We'll also be programming in Python, which we will assume a basic familiarity with. Python has fantastic community support and we'll be using numerous packages for machine learning (ML) and natural language processing (NLP) tasks.

### Learning Objectives
In this problem we will implement logistic regression and test it on a sentiment analysis dataset.

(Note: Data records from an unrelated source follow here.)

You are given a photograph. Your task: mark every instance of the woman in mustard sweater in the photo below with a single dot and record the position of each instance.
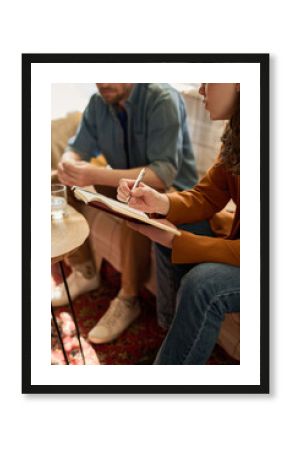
(201, 266)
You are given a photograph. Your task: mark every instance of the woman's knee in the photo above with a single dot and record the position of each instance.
(214, 278)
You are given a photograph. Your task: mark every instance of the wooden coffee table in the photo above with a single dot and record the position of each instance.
(67, 235)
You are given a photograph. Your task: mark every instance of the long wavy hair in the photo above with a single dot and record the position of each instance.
(230, 150)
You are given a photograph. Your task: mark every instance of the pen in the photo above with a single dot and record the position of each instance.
(138, 181)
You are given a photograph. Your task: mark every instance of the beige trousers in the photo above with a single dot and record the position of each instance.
(135, 253)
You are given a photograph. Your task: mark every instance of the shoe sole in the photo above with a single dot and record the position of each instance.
(107, 340)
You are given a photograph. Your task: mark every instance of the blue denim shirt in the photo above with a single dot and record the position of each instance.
(158, 135)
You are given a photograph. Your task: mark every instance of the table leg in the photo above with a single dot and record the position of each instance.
(59, 335)
(72, 310)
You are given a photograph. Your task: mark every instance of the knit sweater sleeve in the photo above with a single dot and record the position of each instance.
(191, 248)
(201, 202)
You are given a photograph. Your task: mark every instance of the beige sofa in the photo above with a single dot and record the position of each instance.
(105, 236)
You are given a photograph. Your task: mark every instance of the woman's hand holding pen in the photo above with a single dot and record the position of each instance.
(143, 197)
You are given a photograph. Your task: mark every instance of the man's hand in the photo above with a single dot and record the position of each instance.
(143, 197)
(77, 173)
(155, 234)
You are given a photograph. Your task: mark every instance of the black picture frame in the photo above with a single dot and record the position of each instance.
(27, 61)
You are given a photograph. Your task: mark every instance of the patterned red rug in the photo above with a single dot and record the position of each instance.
(137, 345)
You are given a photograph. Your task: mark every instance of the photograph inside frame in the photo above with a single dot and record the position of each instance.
(116, 305)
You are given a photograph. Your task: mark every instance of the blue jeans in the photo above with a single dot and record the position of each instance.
(205, 292)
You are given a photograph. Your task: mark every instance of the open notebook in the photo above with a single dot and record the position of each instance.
(119, 209)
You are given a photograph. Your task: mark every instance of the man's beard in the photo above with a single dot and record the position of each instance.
(113, 97)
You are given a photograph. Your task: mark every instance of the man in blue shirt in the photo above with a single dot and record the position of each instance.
(132, 126)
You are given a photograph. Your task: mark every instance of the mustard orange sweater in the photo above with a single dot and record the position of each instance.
(202, 202)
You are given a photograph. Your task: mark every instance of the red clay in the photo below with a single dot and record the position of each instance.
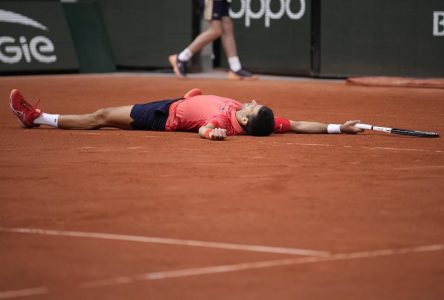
(336, 193)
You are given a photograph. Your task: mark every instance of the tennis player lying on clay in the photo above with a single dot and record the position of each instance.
(213, 117)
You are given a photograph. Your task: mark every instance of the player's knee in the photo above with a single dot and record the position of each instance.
(227, 26)
(215, 32)
(100, 117)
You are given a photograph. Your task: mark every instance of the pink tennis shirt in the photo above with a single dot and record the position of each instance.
(192, 113)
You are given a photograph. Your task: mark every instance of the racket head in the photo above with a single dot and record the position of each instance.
(417, 133)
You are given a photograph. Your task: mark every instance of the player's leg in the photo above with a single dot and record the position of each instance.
(30, 116)
(229, 44)
(178, 61)
(117, 117)
(212, 12)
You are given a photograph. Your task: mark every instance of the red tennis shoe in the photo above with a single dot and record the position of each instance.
(25, 112)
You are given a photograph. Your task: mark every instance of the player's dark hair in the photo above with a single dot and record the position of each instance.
(262, 123)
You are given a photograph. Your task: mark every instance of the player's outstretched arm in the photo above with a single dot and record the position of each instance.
(210, 132)
(316, 127)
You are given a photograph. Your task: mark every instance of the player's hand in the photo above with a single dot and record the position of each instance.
(349, 127)
(218, 134)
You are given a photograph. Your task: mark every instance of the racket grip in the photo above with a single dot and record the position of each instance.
(364, 126)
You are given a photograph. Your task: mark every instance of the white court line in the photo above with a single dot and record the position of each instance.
(23, 293)
(232, 268)
(365, 147)
(179, 242)
(259, 265)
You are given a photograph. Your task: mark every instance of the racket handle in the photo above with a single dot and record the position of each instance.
(364, 126)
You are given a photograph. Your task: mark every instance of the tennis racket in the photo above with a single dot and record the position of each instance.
(398, 130)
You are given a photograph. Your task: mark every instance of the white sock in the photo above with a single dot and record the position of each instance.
(47, 119)
(234, 63)
(185, 55)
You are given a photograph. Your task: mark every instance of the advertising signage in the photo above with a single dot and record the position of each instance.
(34, 37)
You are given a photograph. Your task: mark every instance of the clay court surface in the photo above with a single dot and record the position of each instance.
(113, 214)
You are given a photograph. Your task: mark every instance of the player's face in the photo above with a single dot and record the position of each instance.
(251, 109)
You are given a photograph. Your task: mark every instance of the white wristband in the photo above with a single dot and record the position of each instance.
(334, 128)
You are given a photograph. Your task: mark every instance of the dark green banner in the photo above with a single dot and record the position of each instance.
(34, 37)
(143, 33)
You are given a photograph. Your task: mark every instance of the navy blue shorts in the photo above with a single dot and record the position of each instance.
(152, 115)
(214, 9)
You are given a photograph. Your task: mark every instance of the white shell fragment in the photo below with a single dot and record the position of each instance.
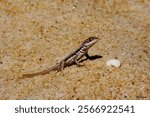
(113, 63)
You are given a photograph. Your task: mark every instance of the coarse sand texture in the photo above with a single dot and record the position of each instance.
(36, 34)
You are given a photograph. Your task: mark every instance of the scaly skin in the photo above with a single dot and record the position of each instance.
(71, 59)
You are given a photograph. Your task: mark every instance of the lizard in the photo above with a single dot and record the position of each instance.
(72, 58)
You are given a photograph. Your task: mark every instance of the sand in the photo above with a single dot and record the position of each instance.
(34, 35)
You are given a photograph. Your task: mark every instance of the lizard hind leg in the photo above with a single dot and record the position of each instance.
(62, 65)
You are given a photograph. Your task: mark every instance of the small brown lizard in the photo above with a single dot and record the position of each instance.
(71, 59)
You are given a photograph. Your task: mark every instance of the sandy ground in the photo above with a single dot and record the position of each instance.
(36, 34)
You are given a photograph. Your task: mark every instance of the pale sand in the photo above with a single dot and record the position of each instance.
(36, 34)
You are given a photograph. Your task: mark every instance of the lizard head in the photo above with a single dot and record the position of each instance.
(90, 41)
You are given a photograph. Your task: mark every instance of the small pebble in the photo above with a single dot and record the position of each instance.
(113, 63)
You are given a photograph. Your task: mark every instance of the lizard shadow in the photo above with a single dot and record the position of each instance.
(91, 58)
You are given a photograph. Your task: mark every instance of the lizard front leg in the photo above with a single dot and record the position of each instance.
(77, 62)
(62, 65)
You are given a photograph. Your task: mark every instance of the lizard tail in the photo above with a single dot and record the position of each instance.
(41, 73)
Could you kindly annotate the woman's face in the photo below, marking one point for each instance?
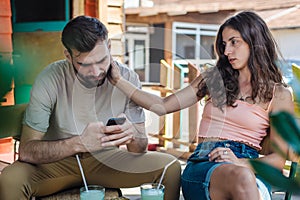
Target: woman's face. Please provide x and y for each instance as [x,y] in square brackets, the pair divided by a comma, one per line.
[236,49]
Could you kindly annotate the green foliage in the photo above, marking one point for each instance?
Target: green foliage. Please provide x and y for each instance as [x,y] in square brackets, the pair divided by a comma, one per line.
[287,127]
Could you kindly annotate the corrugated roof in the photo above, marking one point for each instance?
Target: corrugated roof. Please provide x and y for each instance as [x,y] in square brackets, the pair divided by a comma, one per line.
[277,13]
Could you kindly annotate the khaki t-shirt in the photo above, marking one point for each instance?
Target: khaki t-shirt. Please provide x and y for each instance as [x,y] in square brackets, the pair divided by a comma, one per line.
[61,106]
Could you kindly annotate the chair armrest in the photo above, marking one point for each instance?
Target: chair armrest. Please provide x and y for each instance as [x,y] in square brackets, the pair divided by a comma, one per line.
[11,120]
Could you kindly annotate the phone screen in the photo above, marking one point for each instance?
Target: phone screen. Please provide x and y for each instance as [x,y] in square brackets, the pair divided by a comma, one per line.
[115,121]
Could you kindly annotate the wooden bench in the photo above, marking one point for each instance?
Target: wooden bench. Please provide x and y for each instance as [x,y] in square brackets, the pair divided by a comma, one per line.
[74,194]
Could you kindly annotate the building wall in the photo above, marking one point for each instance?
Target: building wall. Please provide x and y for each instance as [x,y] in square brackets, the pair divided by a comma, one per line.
[289,42]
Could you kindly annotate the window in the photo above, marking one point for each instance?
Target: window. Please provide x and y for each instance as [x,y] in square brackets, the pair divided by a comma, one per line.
[37,15]
[193,42]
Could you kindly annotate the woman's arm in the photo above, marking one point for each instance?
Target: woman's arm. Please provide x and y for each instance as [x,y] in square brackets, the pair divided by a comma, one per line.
[161,106]
[282,101]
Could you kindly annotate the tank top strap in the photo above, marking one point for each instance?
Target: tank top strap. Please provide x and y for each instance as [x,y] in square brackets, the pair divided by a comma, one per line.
[274,88]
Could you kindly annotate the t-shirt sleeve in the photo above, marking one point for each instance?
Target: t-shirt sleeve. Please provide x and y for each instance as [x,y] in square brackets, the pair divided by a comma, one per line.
[38,111]
[134,112]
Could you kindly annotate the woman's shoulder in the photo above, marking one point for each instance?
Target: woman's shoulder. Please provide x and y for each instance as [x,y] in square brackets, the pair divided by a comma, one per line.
[282,98]
[282,91]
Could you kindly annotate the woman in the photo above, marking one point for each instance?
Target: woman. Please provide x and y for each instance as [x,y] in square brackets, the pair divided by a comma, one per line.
[244,87]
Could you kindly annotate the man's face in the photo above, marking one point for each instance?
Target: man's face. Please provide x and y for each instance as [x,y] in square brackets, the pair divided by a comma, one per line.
[92,66]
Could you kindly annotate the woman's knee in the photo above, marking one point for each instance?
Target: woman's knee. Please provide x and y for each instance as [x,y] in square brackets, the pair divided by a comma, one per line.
[244,176]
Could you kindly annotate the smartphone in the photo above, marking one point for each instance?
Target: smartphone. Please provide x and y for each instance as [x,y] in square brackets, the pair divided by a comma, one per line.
[115,121]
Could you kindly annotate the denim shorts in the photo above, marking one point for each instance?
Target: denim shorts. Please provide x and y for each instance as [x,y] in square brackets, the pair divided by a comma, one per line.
[195,178]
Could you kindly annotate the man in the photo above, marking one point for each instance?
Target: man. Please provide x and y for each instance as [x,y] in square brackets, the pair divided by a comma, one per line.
[71,101]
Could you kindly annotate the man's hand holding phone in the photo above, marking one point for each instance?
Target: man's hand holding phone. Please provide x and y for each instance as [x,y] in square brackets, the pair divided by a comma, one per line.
[116,121]
[118,132]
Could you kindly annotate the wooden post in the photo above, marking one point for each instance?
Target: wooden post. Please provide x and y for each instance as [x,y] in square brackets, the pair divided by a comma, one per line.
[194,119]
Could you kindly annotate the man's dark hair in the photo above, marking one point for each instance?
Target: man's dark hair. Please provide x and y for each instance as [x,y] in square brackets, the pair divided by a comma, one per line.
[82,33]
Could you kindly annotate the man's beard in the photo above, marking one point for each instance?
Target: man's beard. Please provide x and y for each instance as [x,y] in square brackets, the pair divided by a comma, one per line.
[87,81]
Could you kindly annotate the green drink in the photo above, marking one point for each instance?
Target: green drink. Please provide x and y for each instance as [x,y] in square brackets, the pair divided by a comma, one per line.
[95,192]
[149,191]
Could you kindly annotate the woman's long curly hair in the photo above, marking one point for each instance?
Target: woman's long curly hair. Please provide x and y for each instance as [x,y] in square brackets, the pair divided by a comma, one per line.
[220,83]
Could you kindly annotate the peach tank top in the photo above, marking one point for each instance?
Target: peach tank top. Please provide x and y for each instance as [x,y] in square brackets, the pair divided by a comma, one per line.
[246,123]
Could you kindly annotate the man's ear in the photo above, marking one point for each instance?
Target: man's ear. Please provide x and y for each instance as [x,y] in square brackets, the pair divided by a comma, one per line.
[68,55]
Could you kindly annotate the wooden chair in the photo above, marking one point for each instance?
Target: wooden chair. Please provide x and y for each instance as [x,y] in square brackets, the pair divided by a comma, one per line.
[11,123]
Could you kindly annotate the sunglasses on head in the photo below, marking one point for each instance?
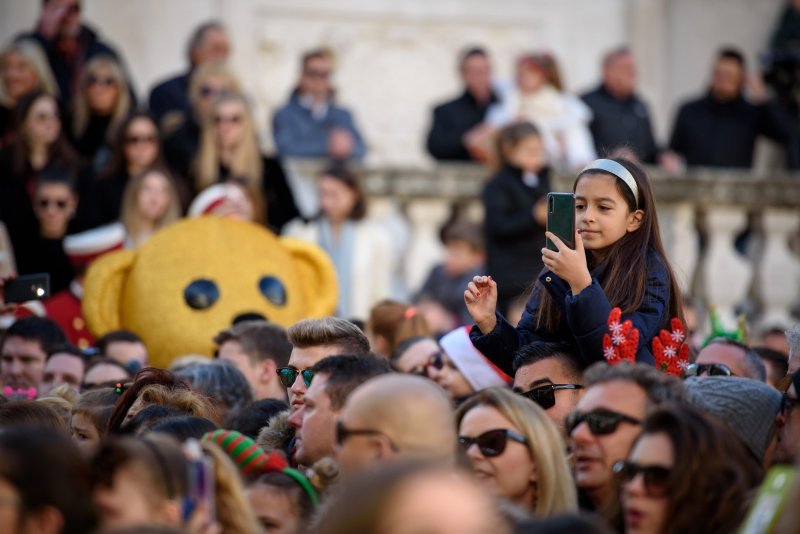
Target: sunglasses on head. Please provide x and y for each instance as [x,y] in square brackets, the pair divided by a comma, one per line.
[656,477]
[545,396]
[100,80]
[288,375]
[600,422]
[45,203]
[435,360]
[491,443]
[710,369]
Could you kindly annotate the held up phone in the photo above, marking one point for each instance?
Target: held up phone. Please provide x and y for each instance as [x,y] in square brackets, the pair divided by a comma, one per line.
[561,218]
[27,287]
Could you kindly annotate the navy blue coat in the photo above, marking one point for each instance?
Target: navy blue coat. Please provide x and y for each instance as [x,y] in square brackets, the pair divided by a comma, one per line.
[584,318]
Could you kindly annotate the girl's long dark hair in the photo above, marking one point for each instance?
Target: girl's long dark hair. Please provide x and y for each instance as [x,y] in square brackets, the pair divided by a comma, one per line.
[624,279]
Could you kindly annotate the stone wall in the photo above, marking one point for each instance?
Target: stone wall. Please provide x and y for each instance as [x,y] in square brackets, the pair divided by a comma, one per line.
[396,59]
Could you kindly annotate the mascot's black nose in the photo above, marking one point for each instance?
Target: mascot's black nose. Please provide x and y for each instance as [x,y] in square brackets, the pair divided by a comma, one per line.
[248,316]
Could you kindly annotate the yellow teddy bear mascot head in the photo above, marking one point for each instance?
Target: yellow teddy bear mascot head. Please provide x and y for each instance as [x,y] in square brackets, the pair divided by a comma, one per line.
[189,281]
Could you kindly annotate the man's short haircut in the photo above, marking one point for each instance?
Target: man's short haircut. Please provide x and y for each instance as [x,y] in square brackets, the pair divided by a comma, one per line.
[40,329]
[116,336]
[260,340]
[538,351]
[199,35]
[754,366]
[66,348]
[734,54]
[658,387]
[470,53]
[329,331]
[778,359]
[346,373]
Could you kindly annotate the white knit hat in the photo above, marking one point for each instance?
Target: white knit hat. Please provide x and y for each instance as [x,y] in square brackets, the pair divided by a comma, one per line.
[476,368]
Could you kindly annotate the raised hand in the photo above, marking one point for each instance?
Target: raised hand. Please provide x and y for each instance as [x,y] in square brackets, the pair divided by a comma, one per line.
[481,300]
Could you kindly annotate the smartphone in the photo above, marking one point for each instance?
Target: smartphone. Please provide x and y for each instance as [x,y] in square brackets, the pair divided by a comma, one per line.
[561,218]
[27,287]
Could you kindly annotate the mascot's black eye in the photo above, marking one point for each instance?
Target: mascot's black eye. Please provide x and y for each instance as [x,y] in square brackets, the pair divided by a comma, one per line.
[273,290]
[201,294]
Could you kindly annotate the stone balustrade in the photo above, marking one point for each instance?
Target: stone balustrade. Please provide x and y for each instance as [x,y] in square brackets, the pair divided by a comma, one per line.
[702,214]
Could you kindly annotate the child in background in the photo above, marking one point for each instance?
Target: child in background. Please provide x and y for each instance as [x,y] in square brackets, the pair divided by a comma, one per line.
[463,259]
[516,212]
[618,261]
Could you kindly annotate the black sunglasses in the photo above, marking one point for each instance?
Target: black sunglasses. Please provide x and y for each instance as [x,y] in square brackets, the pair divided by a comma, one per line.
[711,369]
[289,374]
[342,433]
[492,442]
[601,422]
[656,477]
[545,396]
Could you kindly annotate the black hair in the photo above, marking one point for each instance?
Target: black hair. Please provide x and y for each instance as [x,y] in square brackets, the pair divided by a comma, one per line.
[540,350]
[252,418]
[183,427]
[41,329]
[346,373]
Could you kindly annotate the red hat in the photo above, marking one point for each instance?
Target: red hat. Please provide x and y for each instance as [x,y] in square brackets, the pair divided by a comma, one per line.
[85,247]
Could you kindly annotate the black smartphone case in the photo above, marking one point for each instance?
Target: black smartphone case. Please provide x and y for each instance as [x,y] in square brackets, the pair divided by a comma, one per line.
[561,218]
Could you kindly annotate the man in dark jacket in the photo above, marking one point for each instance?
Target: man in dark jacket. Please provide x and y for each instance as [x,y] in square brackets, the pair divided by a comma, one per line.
[67,43]
[208,43]
[457,129]
[621,121]
[720,129]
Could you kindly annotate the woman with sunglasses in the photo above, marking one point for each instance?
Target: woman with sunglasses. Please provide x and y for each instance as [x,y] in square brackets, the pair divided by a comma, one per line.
[101,105]
[516,452]
[686,473]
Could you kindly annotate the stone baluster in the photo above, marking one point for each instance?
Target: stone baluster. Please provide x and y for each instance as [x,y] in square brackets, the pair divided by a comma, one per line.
[778,278]
[726,275]
[426,217]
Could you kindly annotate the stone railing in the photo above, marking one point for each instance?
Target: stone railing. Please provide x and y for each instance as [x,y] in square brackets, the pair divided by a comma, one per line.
[703,215]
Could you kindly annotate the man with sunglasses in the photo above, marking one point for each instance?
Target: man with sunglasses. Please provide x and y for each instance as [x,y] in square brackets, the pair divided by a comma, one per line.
[312,340]
[608,419]
[726,357]
[335,377]
[550,375]
[395,417]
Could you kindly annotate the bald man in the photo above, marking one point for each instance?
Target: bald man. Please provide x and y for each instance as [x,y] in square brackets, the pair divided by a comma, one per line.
[395,417]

### Data Loading and Feature Extraction

##### You will need to implement a method that processes raw text into feature vectors by mapping vocabulary terms to unique indices. Your implementation needs to support Unigram extraction, where features represent individual word counts, as well as Bigram extraction, where features represent consecutive word pair counts. Make sure your setup correctly handles feature indexing so that the same mapping is applied to both training and development data.

In [7]:
# first need to build vocabulary
import os

# download data into data/... dir
if not os.path.exists('data'):
    os.makedirs('data')

# training
!wget -P data/ https://princeton-nlp.github.io/cos484/assignments/a1/train.txt
# dev
!wget -P data/ https://princeton-nlp.github.io/cos484/assignments/a1/dev.txt

# helper to load data and parse it
def load_data(path):
    data = []
    with open(path, "r") as f:
        for line in f:
            parts = line.strip().split()
            label = int(parts[0])
            tokens = parts[1:]
            data.append((label, tokens))
    return data

# load in train and dev data
train_data = load_data("data/train.txt")
dev_data   = load_data("data/dev.txt")

# helper to build vocab from train data
def build_vocab(train_data):
    vocab = {}

    def add_feature(feat):
        if feat not in vocab:
            vocab[feat] = len(vocab) # set value as unique idx that auto-increments

    # can add bias here

    for label, tokens in train_data:
        # NOTE: marks unigram vs bigrams w/ labels
        # unigram features
        for w in tokens:
            add_feature("UNI_" + w)

        # bigram features
        for i in range(len(tokens)-1):
            add_feature("BI_" + tokens[i] + "_" + tokens[i+1])

    return vocab

vocab = build_vocab(train_data)
print(vocab)

--2026-02-15 20:40:52--  https://princeton-nlp.github.io/cos484/assignments/a1/train.txt
Resolving princeton-nlp.github.io (princeton-nlp.github.io)... 185.199.108.153, 185.199.109.153, 185.199.110.153, ...
Connecting to princeton-nlp.github.io (princeton-nlp.github.io)|185.199.108.153|:443... connected.
HTTP request sent, awaiting response... 200 OK
Length: 738844 (722K) [text/plain]
Saving to: ‘data/train.txt.6’


2026-02-15 20:40:52 (8.49 MB/s) - ‘data/train.txt.6’ saved [738844/738844]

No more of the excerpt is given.